While many saw the budget for the 2019-20 fiscal year, unveiled on Wednesday, as one bearing few surprises, Mr Nicholas Sallnow-Smith, Chairman of the Lion Rock Institute of Hong Kong, believes it is an important one that sends a signal about a change in the direction of the administration of the Hong Kong Special Administrative Region.

“This budget is a story of a bigger government,” he says. “Before this, not only did we have a fiscal surplus, low taxes and a small government, but also a government that said that was a good thing. Now we’ve lost that.”

Government expenditure has been growing faster than GDP. According to the Basic Law, this should not happen. Article 107 of Hong Kong’s de-facto constitution, the Basic Law,stipulates that government expenditures should be kept within the limits of revenues in drawing up the budget and strive to achieve a fiscal balance, avoid deficits and keep the budget commensurate with the growth rate of its GDP.

In this year’s budget, Financial Secretary Mr Paul Chan estimated that government expenditures for 2018-19 would be $537.7 billion and would further rise to $607.7 billion for the next fiscal year, up 9.5 percent. Meanwhile, estimated GDP growth for 2019 is projected at somewhere between 2 to 3 percent.

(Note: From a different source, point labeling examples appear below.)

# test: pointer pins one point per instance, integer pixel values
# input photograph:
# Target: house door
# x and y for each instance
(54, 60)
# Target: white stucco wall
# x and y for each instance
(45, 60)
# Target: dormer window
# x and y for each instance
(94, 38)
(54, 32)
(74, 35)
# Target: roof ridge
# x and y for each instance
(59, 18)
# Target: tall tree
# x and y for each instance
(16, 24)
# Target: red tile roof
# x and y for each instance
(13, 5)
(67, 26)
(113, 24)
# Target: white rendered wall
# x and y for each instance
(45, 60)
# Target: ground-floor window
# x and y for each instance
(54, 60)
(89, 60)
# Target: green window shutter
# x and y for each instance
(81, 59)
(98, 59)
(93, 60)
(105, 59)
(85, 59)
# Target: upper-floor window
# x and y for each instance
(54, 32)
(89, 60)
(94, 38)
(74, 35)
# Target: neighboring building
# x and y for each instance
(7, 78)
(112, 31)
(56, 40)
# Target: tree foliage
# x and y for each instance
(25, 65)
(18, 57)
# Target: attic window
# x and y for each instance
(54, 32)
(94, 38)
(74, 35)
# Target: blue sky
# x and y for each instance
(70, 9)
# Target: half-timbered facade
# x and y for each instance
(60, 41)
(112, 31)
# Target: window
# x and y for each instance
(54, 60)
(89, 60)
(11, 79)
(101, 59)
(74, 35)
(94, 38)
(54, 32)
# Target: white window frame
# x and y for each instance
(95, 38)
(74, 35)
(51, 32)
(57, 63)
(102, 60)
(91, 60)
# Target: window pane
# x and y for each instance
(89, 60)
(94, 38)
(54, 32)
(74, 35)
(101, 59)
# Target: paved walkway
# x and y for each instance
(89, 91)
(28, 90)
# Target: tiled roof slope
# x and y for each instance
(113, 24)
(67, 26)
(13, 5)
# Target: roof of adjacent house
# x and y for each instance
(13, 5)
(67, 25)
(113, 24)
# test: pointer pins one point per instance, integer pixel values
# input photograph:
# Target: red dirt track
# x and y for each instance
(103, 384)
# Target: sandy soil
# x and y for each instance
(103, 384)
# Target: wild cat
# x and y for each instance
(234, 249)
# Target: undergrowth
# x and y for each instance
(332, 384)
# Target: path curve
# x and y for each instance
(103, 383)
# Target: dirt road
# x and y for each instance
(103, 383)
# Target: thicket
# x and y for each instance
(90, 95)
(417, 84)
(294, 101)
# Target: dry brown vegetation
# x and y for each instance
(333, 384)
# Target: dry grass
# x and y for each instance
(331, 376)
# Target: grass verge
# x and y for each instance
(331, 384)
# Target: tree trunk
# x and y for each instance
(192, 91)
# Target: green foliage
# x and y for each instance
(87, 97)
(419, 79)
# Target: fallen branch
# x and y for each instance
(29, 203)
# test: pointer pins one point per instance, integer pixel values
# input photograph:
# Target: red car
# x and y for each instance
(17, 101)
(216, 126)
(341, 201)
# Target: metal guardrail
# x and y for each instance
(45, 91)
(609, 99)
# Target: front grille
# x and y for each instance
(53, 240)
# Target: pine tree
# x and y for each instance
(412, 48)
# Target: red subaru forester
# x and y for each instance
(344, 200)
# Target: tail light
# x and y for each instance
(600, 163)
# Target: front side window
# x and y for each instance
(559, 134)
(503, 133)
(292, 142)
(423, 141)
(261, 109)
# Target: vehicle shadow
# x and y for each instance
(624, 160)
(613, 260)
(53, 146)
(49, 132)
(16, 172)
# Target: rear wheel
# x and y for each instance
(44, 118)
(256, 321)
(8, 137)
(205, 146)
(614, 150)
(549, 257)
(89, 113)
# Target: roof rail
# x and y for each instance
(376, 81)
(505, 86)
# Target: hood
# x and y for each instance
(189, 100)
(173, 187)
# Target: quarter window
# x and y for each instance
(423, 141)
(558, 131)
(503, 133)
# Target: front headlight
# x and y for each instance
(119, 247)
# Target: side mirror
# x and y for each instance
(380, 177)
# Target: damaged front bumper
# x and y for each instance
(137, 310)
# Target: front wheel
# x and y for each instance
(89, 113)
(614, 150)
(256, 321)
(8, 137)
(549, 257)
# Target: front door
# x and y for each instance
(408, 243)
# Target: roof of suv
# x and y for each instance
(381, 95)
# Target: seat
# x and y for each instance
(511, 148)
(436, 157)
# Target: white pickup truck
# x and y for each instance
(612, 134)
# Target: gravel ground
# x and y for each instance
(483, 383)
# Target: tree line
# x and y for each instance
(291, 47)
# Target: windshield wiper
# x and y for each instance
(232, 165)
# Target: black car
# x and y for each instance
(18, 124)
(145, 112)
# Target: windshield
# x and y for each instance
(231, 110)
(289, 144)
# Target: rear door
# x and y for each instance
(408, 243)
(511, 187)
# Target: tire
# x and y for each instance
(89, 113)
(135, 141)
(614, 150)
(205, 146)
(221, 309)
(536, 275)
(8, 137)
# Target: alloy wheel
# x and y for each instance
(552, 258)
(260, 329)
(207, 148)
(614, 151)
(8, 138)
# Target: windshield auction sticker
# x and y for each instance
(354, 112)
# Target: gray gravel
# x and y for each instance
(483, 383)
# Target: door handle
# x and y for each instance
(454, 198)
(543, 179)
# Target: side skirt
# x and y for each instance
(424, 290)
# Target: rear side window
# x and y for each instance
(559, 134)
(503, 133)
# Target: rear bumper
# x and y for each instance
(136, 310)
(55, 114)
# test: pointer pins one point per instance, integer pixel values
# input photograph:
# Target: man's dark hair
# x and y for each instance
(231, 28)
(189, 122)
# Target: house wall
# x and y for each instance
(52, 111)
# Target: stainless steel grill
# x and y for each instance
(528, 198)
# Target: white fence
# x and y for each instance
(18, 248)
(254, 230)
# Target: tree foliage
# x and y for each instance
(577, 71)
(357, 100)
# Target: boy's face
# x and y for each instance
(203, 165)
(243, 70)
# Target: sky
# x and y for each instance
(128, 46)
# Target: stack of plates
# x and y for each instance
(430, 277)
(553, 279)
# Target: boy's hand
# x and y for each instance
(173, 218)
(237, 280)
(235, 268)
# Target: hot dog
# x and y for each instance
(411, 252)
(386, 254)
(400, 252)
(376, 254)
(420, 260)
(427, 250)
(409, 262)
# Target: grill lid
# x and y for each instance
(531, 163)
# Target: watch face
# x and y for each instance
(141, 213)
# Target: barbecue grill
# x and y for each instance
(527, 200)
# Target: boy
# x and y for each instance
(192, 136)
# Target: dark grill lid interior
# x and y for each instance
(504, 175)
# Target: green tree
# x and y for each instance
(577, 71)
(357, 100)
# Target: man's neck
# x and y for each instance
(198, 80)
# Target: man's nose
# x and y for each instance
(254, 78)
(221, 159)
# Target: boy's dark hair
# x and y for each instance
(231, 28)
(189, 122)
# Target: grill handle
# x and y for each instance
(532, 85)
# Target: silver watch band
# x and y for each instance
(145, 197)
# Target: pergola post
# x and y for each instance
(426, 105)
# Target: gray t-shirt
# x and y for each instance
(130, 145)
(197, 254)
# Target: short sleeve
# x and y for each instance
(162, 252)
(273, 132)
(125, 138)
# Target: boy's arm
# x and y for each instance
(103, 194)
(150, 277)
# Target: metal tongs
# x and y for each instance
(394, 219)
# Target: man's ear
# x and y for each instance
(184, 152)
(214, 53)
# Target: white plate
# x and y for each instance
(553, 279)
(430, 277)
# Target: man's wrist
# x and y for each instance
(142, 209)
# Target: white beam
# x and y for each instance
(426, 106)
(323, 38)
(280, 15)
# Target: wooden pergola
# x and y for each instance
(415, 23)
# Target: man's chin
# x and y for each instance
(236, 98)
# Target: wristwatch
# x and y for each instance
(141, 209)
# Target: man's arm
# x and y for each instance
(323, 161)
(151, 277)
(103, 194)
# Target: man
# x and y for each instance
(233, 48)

Government expenditures in terms of percentage of GDP also rose from 20.2 percent last year to 21.6 percent this year.

Breaking the cap

“In the British days, there was a specific cap on expenditures. Then former financial secretaries Donald Tsang and John Tsang also regarded that as the limit of the size of government expenditure,” says Mr Sallnow-Smith.

But last year, that was breached for the first time under Mr Chan’s budget.

“And this year it’s 21.6 percent. So, there is now not only no respect for the idea that government expenditure shouldn’t increase faster than GDP but the old… 20 percent is also now completely disregarded,” he adds.

He says now there are no official rules that will restrict how fast the government can grow in size.

And indeed, Hong Kong’s civil service establishment is only getting bigger. Mr Chan said 6,700 new posts have been added in 2018-19, representing growth of 3.7 percent.

“[It is] higher than the average growth of 1 to 2 percent over the past decade,” Mr Chan said.

Another proposal that seems controversial to Mr Sallnow-Smith is that the government will spend $20 billion on buying 60 properties from the private sector to build welfare facilities such as nursing homes, instead of building them on government land.

“So not only is the government taking a larger and larger share of economic activity every year, it’s now also taking assets that were in the private sector and converting them into the public sector by buying them,” he adds.

Mr Sallnow-Smith says the message from Mrs Carrie Lam’s administration is clear: “We want a bigger government and we are not interested in any constraints on the government’s size, either in terms of expenditure rates of growth or the size of the civil service.”

Shaking confidence

“If the constraints on expenditure have been thrown away even though the Basic Law requires so, what’s next? In this case, can we still rely on the article of faith that the government will remain a low tax environment because it says so in the Basic Law?” he questions.

Even though the tax rates and the size of the government still look good in Hong Kong compared to other places, he worries that the latest budget shows an early warning sign that the Hong Kong government’s attitude is changing – from upholding the principle of “a big market and small government” to the opposite.

“We can only guess how this will go, but it’s not going to be as good as now,” says Mr Sallnow-Smith.